We did get the bed put together, which I’m so thankful for his help. But he didn’t stop there. As soon as the bed was put together, he started taking apart the other bed. My original plan was to put the bed together one night, and take the other one apart the next night. That wasn’t good enough for Anthony. He doesn’t like to leave things unfinished. So one bed was built and another taken apart in the same afternoon. On top of that we had to get rid of a queen-sized mattress. So after taking the bed apart he dragged this queen mattress–by ourselves!--down two flights of stairs. Thankfully I convinced him that taking everything to storage could wait. That evening I could barely move.
Throughout the rest of the week we were a little bit better about working within our body’s limits, although we still did more than we usually do. On one particularly exhausting day, I cleaned out my email of the almost two thousand messages I had. As the next weekend approached, I spent the evening doing multiple loads of laundry and taking the old bed to storage.
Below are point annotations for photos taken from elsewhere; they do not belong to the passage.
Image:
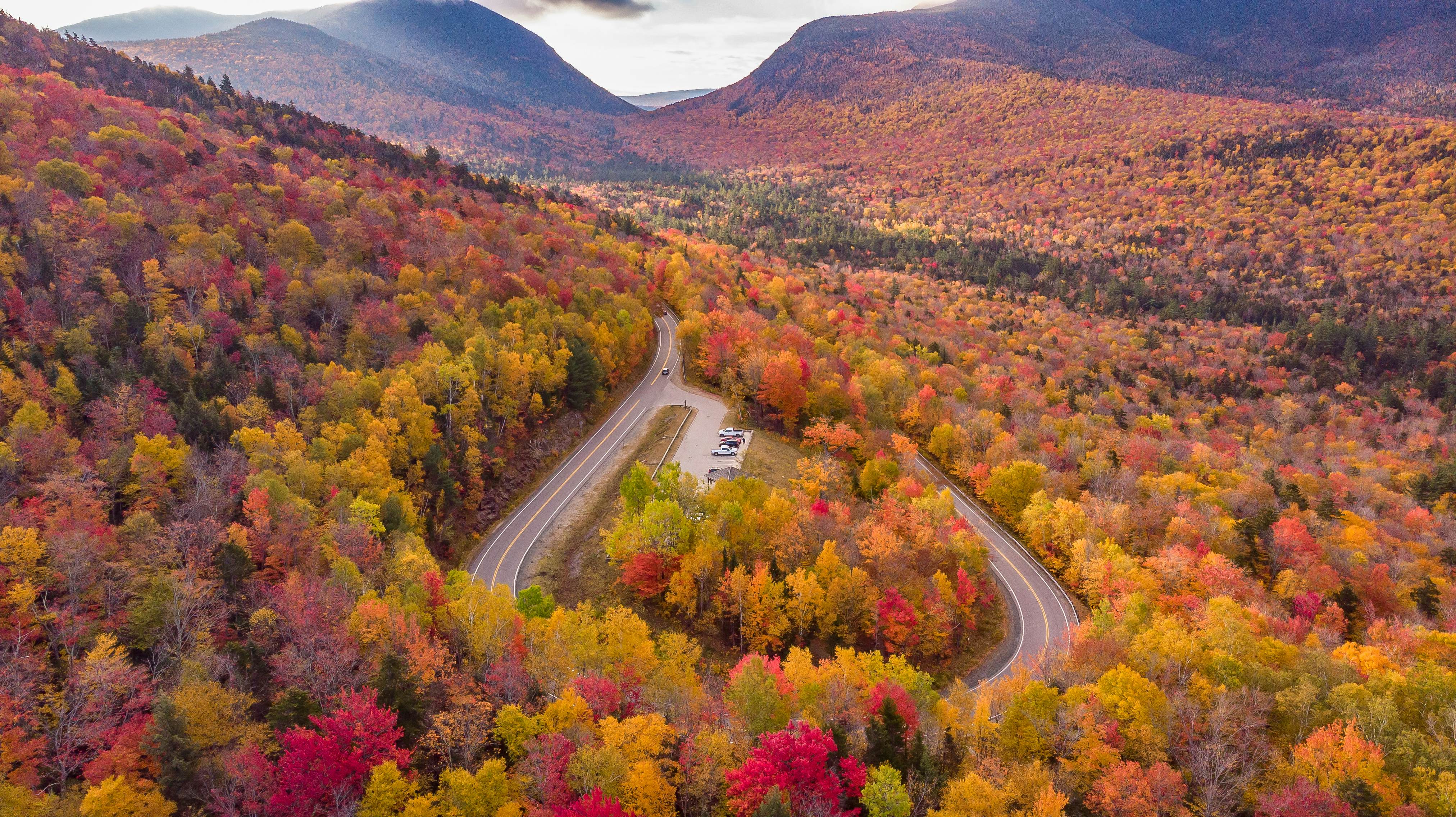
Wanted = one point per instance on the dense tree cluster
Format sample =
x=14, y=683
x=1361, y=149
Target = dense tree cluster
x=1149, y=200
x=816, y=566
x=1267, y=557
We didn’t realize we had a heat advisory, and our storage facility is not climate controlled. So needless to say, after the storage trip, we came home and dealt with our heat sickness. The next day we put a second bed together. The day after that we put up some shelves and organized our bookcase.
Now I am sitting here, reflecting on the past week. We got a lot done. We’ve also paid the price. We’ve had back pain all week, and we’ve definitely been struggling with the heat. The heat also makes the post-exercise malaise so much worse. So every day this week we would work until our body gave out. Our body is tired. And it probably deserves a week of rest after a week of work.
Despite it all, I don’t regret the past week. A lot of things got taken care of that should have been done a long time ago. I ride the waves of my hyperfixations because I never know when the stars will next align. All of the pain and fatigue is just what I have to deal with. And this will probably be the pattern I continue, unless my brain and body decide to make friends.